D’après les fabricants, les biostimulants sont très sensibles aux conditions d’application du produit. « Les préconisations ont pu auparavant manquer de précision, reconnaît Fabrice Pichon. Il faut définir précisément les contours de l’utilisation avec une application des produits au bon stade sur la bonne culture. Pour ça, il faut aussi améliorer les connaissances sur les mécanismes physiologiques des plantes ainsi que des modes d’action des produits. »
Approche globale
Sur le terrain, les céréaliers sont par ailleurs contraints par des passages moins nombreux au champ en grandes cultures qu’en cultures pérennes, exception faite de la pomme de terre. « Au prix du carburant, on ne peut pas se permettre de passage spécifique, avance Cécile Le Gall. Lorsque les possibilités avec les phytos se réduiront, la question se reposera peut-être. »
Les intervenants du secteur s’accordent à dire que les biostimulants ne sont pas des produits de substitution à la fertilisation classique ou aux produits phytosanitaires, mais qu’ils viennent en complément dans l’arsenal à disposition des agriculteurs. « Il faut former les équipes sur le terrain et les agriculteurs au changement de pratiques plus global qui accompagnent l’utilisation des biostimulants », assure Muriel Maes, responsable du biocontrôle chez Syngenta.
(1) Association syndicale des fabricants de supports de culture, paillages, amendements organiques, engrais organiques et organe-minéraux et biostimulants
Marie Turner, responsable R & D chez Végénov (1)
« Je crois surtout à une combinaison des leviers »
« Le nombre de molécules disponibles pour la protection des plantes diminue, c’est pourquoi la recherche s’active fortement pour trouver d’autres solutions comme les biostimulants. La recherche, académique et appliquée, s’attache à mieux les caractériser et à mieux comprendre leur mode d’action.
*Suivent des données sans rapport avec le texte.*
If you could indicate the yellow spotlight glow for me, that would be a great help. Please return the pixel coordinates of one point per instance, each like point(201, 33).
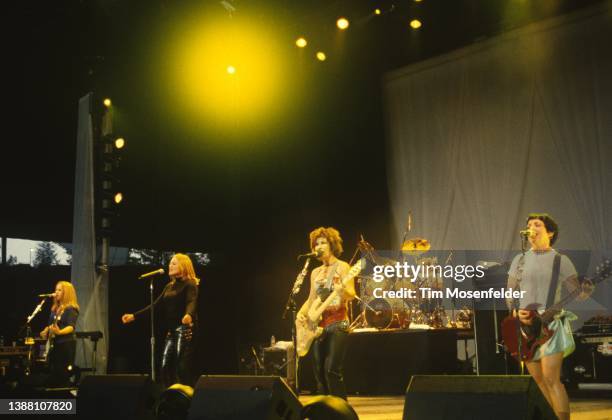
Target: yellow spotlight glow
point(342, 23)
point(199, 91)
Ce n’est pas simple pour les producteurs de s’y retrouver car, selon l’année, on peut faire des corrélations qui ne sont pas les bonnes.
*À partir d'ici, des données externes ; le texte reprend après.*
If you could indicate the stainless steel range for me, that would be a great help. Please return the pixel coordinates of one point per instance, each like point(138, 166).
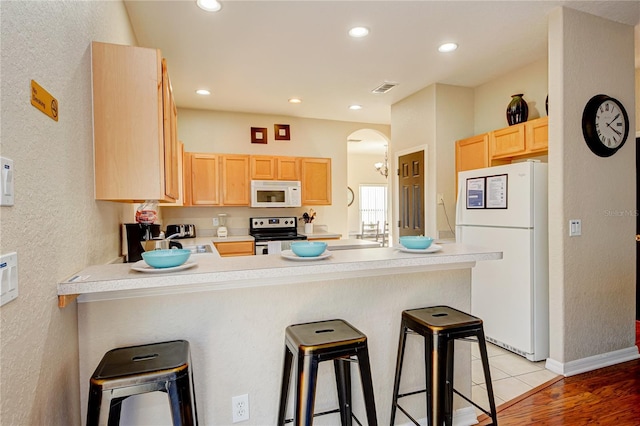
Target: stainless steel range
point(274, 234)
Ces produits peuvent revendiquer des actions sur la vigueur de la plante mais pas sur les maladies ou les ravageurs, contrairement aux produits de biocontrôle. Certaines entreprises ont utilisé les failles de la réglementation en émettant des promesses qui étaient parfois en décalage avec l’homologation du produit. Cela a pu nuire à l’image des biostimulants en provoquant des déceptions, notamment à cause d’une hétérogénéité des résultats. Le nouveau règlement européen 2019/1009 devrait mieux encadrer ces aspects.
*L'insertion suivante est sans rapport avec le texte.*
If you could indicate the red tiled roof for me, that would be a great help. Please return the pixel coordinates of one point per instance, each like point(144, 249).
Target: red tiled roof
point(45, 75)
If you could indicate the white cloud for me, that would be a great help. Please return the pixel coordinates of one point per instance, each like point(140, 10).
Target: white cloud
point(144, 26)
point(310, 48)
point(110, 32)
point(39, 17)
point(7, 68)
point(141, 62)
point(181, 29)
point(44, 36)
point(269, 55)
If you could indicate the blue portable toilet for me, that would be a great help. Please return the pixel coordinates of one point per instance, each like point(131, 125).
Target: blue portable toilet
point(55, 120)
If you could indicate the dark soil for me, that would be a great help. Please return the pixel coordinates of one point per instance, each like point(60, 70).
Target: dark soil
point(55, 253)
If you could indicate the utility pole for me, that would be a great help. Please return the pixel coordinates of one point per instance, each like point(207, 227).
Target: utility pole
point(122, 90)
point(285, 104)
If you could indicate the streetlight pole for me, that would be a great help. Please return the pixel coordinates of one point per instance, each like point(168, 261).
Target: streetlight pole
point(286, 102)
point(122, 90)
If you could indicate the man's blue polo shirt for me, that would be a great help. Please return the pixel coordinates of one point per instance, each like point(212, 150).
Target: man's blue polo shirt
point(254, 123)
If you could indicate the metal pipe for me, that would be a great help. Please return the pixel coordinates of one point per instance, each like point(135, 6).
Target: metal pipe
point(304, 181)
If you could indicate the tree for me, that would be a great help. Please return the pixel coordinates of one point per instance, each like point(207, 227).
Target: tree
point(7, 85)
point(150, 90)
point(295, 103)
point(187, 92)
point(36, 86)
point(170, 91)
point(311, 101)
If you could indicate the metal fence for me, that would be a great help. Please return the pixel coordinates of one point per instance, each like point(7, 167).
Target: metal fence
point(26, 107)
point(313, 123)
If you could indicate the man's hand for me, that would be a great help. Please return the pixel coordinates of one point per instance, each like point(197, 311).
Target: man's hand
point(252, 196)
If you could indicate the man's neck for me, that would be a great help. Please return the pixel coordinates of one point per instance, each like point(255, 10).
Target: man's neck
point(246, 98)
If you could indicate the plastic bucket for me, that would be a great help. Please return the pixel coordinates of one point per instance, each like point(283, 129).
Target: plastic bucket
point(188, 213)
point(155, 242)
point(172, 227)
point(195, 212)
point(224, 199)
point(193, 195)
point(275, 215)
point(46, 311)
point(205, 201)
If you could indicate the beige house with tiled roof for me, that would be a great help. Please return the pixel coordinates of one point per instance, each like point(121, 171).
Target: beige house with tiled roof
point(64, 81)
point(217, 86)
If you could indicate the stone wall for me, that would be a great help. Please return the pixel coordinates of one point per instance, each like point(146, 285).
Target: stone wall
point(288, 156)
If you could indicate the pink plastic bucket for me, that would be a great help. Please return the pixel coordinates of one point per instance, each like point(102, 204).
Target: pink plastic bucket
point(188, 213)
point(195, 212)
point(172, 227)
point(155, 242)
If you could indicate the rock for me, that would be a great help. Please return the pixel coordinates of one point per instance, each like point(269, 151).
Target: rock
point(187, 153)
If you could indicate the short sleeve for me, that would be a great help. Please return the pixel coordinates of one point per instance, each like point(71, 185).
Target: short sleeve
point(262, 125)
On assiste à une professionnalisation des fabricants qui font un vrai travail de recherche et développement pour rendre les produits plus sûrs avec des préconisations claires. Pour l’avenir, je crois surtout à une combinaison des leviers entre les variétés, l’agronomie, la prophylaxie, les agroéquipements, les outils d’aide à la décision et les biosolutions. »
(1) Centre de ressources technologiques (CRT) basé à Saint-Pol-de-Léon, dans le Finistère.